Part IV: Generative Vision Models
Chapter 35: Controllable Generation & Image Editing

Instruction-Based Editing

"You said 'make it winter.' Not which winter, not how much snow, not whether the dog keeps his hat. I made a decision. The dog keeps his hat."

An Instruction-Following Editor With Opinions
Big Picture

Instruction-based editing replaces "describe the image you want" with "describe the change you want": you give a model an image and a command like "make it snow" or "turn the cat into a tiger," and it applies the edit while keeping the rest of the image intact, with no mask and no description of the unchanged parts. The central trick of InstructPix2Pix is data: there is no natural dataset of (instruction, before-image, after-image) triples, so the authors generated one synthetically by pairing a language model that invents edit instructions with the Prompt-to-Prompt editing of Section 35.5 to produce the before and after images. Once that dataset exists, training is ordinary conditional diffusion. At inference, two separate guidance scales (one for the instruction, one for the input image) let you dial the balance between obeying the command and preserving the original.
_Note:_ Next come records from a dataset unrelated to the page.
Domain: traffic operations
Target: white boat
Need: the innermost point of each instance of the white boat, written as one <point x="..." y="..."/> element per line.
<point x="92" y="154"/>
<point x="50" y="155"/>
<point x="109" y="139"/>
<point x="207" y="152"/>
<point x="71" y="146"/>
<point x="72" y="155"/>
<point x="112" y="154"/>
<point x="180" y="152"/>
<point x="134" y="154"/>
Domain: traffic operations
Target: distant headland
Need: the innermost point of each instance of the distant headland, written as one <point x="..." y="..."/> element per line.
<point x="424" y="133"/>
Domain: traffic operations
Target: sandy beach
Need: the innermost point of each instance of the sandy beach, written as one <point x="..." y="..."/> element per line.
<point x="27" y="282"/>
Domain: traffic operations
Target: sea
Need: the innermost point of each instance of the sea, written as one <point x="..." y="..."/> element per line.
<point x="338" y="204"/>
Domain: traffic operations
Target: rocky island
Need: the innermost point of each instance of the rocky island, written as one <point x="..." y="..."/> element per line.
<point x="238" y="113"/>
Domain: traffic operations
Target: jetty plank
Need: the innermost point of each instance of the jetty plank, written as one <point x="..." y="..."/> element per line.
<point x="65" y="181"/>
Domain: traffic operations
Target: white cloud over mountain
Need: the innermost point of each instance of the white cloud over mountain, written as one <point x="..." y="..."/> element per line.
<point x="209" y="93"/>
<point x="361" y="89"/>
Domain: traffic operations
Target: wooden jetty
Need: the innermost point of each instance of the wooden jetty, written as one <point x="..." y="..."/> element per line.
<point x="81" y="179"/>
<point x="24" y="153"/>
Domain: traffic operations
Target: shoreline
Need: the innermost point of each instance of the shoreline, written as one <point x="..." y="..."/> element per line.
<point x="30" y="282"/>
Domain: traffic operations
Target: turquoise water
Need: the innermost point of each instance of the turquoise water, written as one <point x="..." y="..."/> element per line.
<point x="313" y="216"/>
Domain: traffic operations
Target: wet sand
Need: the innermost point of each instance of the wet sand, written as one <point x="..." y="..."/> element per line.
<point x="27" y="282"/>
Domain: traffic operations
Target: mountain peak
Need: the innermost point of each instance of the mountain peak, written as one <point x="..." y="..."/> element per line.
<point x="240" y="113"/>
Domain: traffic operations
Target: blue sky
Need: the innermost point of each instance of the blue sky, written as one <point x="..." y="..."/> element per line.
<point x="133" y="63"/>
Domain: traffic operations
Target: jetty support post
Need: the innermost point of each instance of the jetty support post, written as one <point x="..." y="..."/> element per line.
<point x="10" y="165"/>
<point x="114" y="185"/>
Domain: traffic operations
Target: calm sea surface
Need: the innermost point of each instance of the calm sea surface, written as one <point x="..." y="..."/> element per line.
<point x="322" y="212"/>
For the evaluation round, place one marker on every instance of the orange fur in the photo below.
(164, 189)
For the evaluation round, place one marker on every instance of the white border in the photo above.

The editing methods so far each demand something extra from you: ControlNet wants a structural map, personalization wants training images, inpainting wants a mask. Instruction editing asks only for a sentence. That convenience is bought by a clever data-generation pipeline and a dual-conditioning inference scheme, and this section unpacks both. We then survey how the idea matured from the 2023 InstructPix2Pix into the strong general editors of 2024 and 2025.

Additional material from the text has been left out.